Mikvaot, Chapter Ten, Mishnah Six
The first half of our mishnah discusses the purification of impure water through a process known as “kissing.” This is when the edge of a vessel with impure water is brought up and allowed to “kiss” or “touch” a body of purifying water.
The second half deals with immersing a vessel that has some sort of liquid already in it.
1) Bet Shammai say: hot water may not be immersed in cold, or cold in hot, foul in fresh or fresh in foul.
a) But Bet Hillel say: it may be immersed.
2) A vessel full of liquids which one immersed, it is as if it has not been immersed.
a) If it was full of urine, this is reckoned as water.
b) If it contained hatat waters, [it is unclean] unless the water [of the mikveh which enters the vessel] exceeds the hatat waters.
3) Rabbi Yose says: even if a vessel with the capacity of a kor contains but a quarter-log, it is as if it had not been immersed.

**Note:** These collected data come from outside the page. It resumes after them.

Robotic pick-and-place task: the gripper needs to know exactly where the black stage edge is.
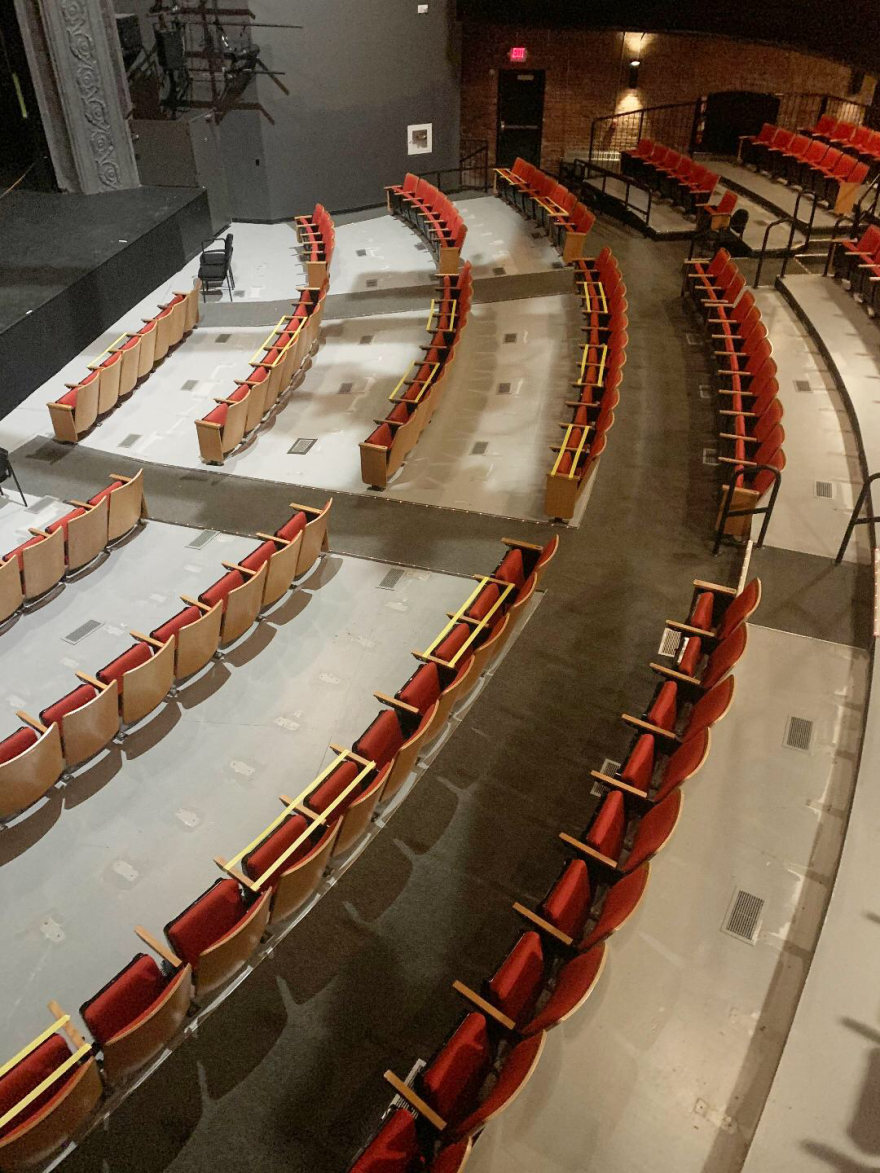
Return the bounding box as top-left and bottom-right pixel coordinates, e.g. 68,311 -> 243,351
0,188 -> 214,418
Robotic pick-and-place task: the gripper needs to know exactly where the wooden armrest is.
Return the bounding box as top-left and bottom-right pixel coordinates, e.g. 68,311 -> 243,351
373,692 -> 421,717
590,769 -> 647,799
514,901 -> 575,947
560,830 -> 617,872
385,1071 -> 446,1132
621,713 -> 682,741
651,664 -> 699,685
129,631 -> 165,647
135,924 -> 183,969
452,981 -> 516,1030
15,708 -> 48,733
666,619 -> 715,639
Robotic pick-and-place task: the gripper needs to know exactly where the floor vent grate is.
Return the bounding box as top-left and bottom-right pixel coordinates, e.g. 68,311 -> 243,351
187,529 -> 217,550
722,888 -> 764,945
785,717 -> 813,753
62,619 -> 101,644
657,628 -> 682,656
378,570 -> 404,590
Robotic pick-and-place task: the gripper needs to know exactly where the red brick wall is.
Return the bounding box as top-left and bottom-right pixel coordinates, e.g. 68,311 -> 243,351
461,20 -> 874,169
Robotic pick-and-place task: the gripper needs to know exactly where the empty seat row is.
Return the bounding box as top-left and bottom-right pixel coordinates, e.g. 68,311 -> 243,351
0,473 -> 147,625
493,158 -> 596,263
621,138 -> 738,221
360,263 -> 473,489
350,579 -> 760,1173
385,172 -> 467,277
0,537 -> 559,1169
832,224 -> 880,317
196,273 -> 330,465
48,280 -> 202,443
683,249 -> 785,537
293,204 -> 336,289
0,502 -> 332,819
544,249 -> 629,521
739,122 -> 868,215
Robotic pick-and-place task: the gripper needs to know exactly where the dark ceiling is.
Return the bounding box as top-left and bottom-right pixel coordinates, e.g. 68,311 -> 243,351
458,0 -> 880,73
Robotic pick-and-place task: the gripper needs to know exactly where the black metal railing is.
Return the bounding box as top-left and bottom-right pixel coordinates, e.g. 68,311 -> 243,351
418,138 -> 489,196
712,465 -> 783,554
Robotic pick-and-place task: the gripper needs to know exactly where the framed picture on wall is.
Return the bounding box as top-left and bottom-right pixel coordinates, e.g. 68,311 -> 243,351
406,122 -> 433,155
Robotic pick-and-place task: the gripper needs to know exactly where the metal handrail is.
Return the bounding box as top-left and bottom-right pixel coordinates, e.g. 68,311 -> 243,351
712,465 -> 783,554
834,473 -> 880,567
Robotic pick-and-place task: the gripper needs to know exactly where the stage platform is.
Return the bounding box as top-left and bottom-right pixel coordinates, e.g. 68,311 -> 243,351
0,188 -> 214,416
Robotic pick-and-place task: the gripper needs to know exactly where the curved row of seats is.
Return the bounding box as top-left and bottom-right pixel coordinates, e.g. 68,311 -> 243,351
493,158 -> 596,264
739,122 -> 868,215
350,579 -> 760,1173
683,249 -> 785,537
832,224 -> 880,317
48,280 -> 202,443
360,263 -> 474,489
0,473 -> 147,625
544,248 -> 629,521
385,171 -> 467,277
196,272 -> 330,465
621,138 -> 738,221
0,489 -> 332,819
0,534 -> 559,1169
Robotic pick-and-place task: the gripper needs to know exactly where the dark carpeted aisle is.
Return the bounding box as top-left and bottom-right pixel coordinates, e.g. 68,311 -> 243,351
20,223 -> 779,1173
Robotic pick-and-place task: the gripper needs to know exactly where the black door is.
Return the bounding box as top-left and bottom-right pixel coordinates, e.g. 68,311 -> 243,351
495,69 -> 544,167
699,90 -> 779,155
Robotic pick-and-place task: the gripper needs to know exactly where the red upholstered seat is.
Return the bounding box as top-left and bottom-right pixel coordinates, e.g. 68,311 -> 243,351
398,664 -> 442,713
275,513 -> 309,542
352,708 -> 406,769
350,1107 -> 421,1173
621,733 -> 654,793
307,761 -> 361,820
198,570 -> 244,611
587,791 -> 627,860
541,860 -> 593,941
4,535 -> 46,570
97,640 -> 153,684
81,954 -> 167,1044
0,1035 -> 76,1137
421,1013 -> 492,1124
0,726 -> 36,769
241,542 -> 278,570
242,814 -> 327,888
150,606 -> 203,644
489,929 -> 544,1023
165,880 -> 248,969
40,684 -> 97,725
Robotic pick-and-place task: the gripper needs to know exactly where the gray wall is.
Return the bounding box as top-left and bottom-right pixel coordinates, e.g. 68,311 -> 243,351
116,0 -> 460,221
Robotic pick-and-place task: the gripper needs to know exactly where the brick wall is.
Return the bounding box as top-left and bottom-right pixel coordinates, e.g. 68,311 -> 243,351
461,20 -> 874,170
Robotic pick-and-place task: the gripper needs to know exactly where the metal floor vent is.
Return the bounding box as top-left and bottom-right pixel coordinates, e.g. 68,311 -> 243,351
187,529 -> 217,550
62,619 -> 101,644
785,717 -> 813,753
377,570 -> 404,590
657,628 -> 682,656
722,888 -> 765,945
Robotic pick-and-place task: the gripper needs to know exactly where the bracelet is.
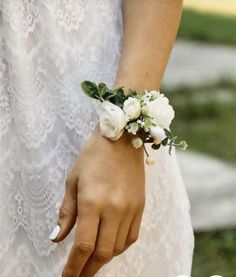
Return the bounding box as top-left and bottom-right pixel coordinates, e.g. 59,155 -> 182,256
81,80 -> 188,165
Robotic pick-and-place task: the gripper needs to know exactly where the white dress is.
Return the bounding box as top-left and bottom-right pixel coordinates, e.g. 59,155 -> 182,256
0,0 -> 194,277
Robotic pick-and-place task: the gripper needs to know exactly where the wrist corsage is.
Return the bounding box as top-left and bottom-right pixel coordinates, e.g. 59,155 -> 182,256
81,81 -> 188,164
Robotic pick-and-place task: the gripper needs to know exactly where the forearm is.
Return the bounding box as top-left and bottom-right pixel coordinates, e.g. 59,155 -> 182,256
114,0 -> 182,91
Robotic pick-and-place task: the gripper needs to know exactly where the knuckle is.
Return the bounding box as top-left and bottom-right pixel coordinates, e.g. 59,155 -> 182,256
113,245 -> 124,256
62,267 -> 79,277
79,197 -> 100,209
109,198 -> 127,213
127,234 -> 138,245
75,242 -> 94,254
94,250 -> 113,263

Section one: According to Bet Shammai, when one does “kissing” in order to purify water, both the pure and the impure water must be the same. If one is of a different temperature or a different quality from the other, then the immersion doesn’t work. It is as if by having the waters touch, they become one body and this can only be true if they are of the same quality. Bet Hillel says that this is not essential. To Bet Hillel, all water is the same, be it foul or fresh, cold or hot.
Section two: Liquids other than water cannot be immersed in order to purify them. Therefore, a vessel full of liquid cannot be immersed. If the vessel is not full, however, it can be immersed because the water that enters swishes around and has contact with the whole vessel.
Interestingly, urine is treated like water in this manner. A vessel can be immersed even if full of water.
Hatat waters are the waters used in the red heifer purification ritual. If the vessel needs to be purified then the waters of the mikveh that enter the vessel must be greater than the hatat waters that are already in the vessel. In other words, the law is more stringent here than it is with other types of liquids.
Section three: Rabbi Yose adds that it doesn’t matter how large the vessel is—if there is even a small amount of liquid in it, it cannot be immersed. Rabbi Yose seems to be speaking about all liquids, not just water. Whereas the previous opinion allowed the immersion of vessels with liquids in them, as long as the vessel wasn’t full, Rabbi Yose is stricter. The vessel must be completely empty.